On Behalf of | Sep 13, 2022 | Tax Liens

Tax deeds and tax liens are both tied to unpaid taxes. While they are grouped in the same category, each works differently from the other. Here is a quick look at the differences between the two.

What does a tax lien mean?

Tax liens are legal claims concerning unpaid taxes on a property. They is often placed on unpaid property taxes. Tax agencies can place liens against any type of property, whether it be an investment, residence, or business. The owner of a property with a tax lien cannot refinance or sell the property before clearing the tax debt.

Similarly, the IRS may place a federal tax lien on individuals who have not met their tax obligations. This is meant to compel them to pay their back taxes. After the debt is paid, the IRS will release the lien within 30 days.

Auctioning of tax lien certificates

If you are unable to pay your debt, your local tax authority may auction your tax liens. The auction transfers the tax debt to the tax lien certificate holder. Therefore, anyone who buys a lien certificate pays the entire debt, including any accrued interest.

The tax certificate holder does not own the property but collects interest on any tax debt. This interest is paid until the owner pays off all debt. The interest rate is anchored in state law and may be a fixed rate or a range such as 0% to 18%.

What is a tax deed?

A tax deed offers the holder the right to ownership of the underlying property. It is also issued by the local tax authority when a property owner defaults on their tax payments. Just like with tax liens, a tax deed goes to the highest bidder in an auction.

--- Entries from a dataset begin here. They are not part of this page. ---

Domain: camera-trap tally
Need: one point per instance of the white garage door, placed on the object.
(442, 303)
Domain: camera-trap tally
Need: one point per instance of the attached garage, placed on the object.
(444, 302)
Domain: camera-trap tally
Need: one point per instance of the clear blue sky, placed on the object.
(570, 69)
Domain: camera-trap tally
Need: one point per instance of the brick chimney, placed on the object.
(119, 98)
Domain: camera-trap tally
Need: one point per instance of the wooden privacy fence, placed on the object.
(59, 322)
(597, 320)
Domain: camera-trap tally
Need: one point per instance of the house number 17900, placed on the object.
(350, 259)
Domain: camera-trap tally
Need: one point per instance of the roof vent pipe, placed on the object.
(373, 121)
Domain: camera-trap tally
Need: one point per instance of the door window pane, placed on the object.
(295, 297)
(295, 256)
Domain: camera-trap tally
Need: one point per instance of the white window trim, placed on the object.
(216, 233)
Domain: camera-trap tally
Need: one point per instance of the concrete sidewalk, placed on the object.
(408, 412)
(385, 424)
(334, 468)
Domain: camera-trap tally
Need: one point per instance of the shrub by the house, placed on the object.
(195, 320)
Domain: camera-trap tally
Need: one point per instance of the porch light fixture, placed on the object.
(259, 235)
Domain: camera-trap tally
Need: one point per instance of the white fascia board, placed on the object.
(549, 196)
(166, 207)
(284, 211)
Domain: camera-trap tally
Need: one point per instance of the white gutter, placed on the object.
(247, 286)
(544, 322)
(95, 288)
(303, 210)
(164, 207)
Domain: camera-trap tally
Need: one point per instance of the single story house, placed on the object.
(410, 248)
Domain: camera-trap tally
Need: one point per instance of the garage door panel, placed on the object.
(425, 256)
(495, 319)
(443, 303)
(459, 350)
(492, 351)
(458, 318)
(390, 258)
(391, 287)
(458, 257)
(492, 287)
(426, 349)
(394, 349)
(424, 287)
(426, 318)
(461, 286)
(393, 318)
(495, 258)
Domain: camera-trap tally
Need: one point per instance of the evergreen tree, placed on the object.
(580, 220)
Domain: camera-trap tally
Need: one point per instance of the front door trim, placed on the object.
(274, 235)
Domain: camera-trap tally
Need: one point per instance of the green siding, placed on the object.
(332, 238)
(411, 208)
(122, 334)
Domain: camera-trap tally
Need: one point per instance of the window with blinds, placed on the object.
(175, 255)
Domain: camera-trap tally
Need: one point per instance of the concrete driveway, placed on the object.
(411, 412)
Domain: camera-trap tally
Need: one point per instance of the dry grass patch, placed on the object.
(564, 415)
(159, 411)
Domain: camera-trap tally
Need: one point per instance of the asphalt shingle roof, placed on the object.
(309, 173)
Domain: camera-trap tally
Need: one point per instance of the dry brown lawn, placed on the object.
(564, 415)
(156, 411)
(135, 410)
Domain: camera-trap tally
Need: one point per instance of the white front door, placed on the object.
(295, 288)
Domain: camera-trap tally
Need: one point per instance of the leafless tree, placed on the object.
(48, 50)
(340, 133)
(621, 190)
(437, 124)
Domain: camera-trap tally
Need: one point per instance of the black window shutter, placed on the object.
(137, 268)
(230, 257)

The deed can be auctioned in person or online. State law only allows taxing authorities to sell the entire property to collect delinquent taxes. Therefore, when you buy a tax deed, you are essentially buying the underlying property.

Some state laws give the property owner a period to redeem the property before the title transfers to the selected bidder. However, they would have to pay the property’s value, penalties, interest, and due fees.